Dynamic Provisioning of Service Composition in a Multi-Tenant SaaS Environment

Multi-tenant service composition has become a common delivery model for business processes in cloud computing. To dynamically support the workload tenant variation, elasticity holds the promise of ensuring the quality of service (QoS) of the business process by providing the involved service instances at a low cost. However, integrating both of multi-tenancy and elasticity during service composition is a key problem for serving multiple tenants from a single process instance. Nowadays, existing approaches in the field of cloud service composition, although numerous, still fall short since they cannot adequately address issues related to supporting the scalability of the composed service and adapting it to the workload fluctuation. In this paper, we propose a holistic approach which makes the dynamic multi-tenant services matching and manages their elasticity in distributed business processes. This approach is based on a generic service pattern that integrates multi-tenancy property and handles elasticity at the process and service levels. Furthermore, we present elastic composition algorithms to compose multi-tenant cloud services and perform their elasticity through the proposed service pattern.

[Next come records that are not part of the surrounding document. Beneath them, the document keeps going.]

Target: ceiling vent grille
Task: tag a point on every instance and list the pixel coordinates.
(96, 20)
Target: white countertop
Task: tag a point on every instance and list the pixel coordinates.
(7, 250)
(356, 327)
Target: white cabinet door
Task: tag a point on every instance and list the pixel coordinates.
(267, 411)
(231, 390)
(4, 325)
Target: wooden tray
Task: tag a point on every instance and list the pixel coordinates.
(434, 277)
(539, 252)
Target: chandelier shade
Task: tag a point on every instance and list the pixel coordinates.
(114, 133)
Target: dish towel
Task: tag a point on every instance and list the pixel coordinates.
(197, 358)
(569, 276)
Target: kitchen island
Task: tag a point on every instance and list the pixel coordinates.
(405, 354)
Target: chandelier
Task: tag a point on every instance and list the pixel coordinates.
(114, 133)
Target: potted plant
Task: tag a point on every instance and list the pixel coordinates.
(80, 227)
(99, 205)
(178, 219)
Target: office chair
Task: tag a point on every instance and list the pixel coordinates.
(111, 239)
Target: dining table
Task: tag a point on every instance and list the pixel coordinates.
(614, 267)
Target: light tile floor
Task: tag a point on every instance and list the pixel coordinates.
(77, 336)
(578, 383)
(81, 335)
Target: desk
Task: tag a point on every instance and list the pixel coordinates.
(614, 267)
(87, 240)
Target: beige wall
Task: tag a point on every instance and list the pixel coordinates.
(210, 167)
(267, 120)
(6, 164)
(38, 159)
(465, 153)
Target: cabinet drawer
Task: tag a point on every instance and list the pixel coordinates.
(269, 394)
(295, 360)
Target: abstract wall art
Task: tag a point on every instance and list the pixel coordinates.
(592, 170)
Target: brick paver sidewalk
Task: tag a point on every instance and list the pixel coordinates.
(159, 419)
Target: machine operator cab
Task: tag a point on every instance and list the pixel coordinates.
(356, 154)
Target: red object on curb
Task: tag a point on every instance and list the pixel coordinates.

The evaluation of our approach, compared to the baseline approach, proves that the latency taken to provide an elastic multi-tenant service composition and detect its SLA (Service Level Agreements) violation are reasonably short. We also show that the CPU overhead of using our approach is negligible. Furthermore, experimental results demonstrate the merits of our approach in terms of minimizing the memory consumption through the deployed service instances.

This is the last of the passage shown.